Sculpture of ancient, unique sea creature helps shed light on extinct species

A team of researchers have used fossil evidence to create the first 3D models of the ancient species Agnostus pisiformis.

A team of Swedish researchers have used data and fossil records to create the first 3D sculpture of an ancient, odd-looking sea creature known as Agnostus pisiformis,  a new study published in Earth Science Reviews reports.

The strange species lived between 506 to 492 million years ago and went extinct during the early stages of the Upper Cambrian period. It was a trilobite-like arthropod that existed in huge numbers and left fossil traces across England, Scandinavia, and Russia.

The sculpture is important because it offers new information about the well-known species and has helped scientists build the most thorough review of the Cambrian creature to date. While the ancient animal had many odd features, the team refers to it as a “beautiful fossil animal”.

“Beauty is in the eye of the beholder of course, but to me it is beautiful for a number of reasons,” lead author Mats E. Eriksson, a professor at Lund University, told Gizmodo. “I love its anatomy, but I guess it becomes even more beautiful in my eyes because of its long and convoluted research history, and its applicability. Finally, being known from exceptionally [well] preserved material we have detailed insights into its anatomy… What is there not to love?”

Scientists have known about Agnostus pisiformis since scientist Magnus von Bromell first described the odd species in 1729. Since then, researchers have found many traces of the clam-like creature, which has allowed them to properly model both its two outer shells and its soft interior tissue. That extensive knowledge also enabled the team in the study to create the new sculptures. 

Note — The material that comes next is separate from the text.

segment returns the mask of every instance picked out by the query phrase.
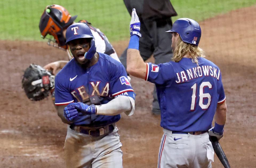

The models are a mix of clay, silicone, and translucent polyurethane resin. They show Agnostus pisiformis in multiple poses, including a closed-in protective mode and a swimming mode.

In addition to the sculptures, the new study gives an exhaustive review of the species, including an account of its research history, distribution, anatomy, physical development, and possible behaviors.

“The sculptures have been greatly scaled up and show the animal’s complete anatomy down to the smallest detail, including all the extremities and antennae,” added Erikkson, according to Gizmodo Australia. “The incredible degree of preservational detail means that we can grasp the entire anatomy of the animal, which in turn reveals a lot about its ecology and mode of life.”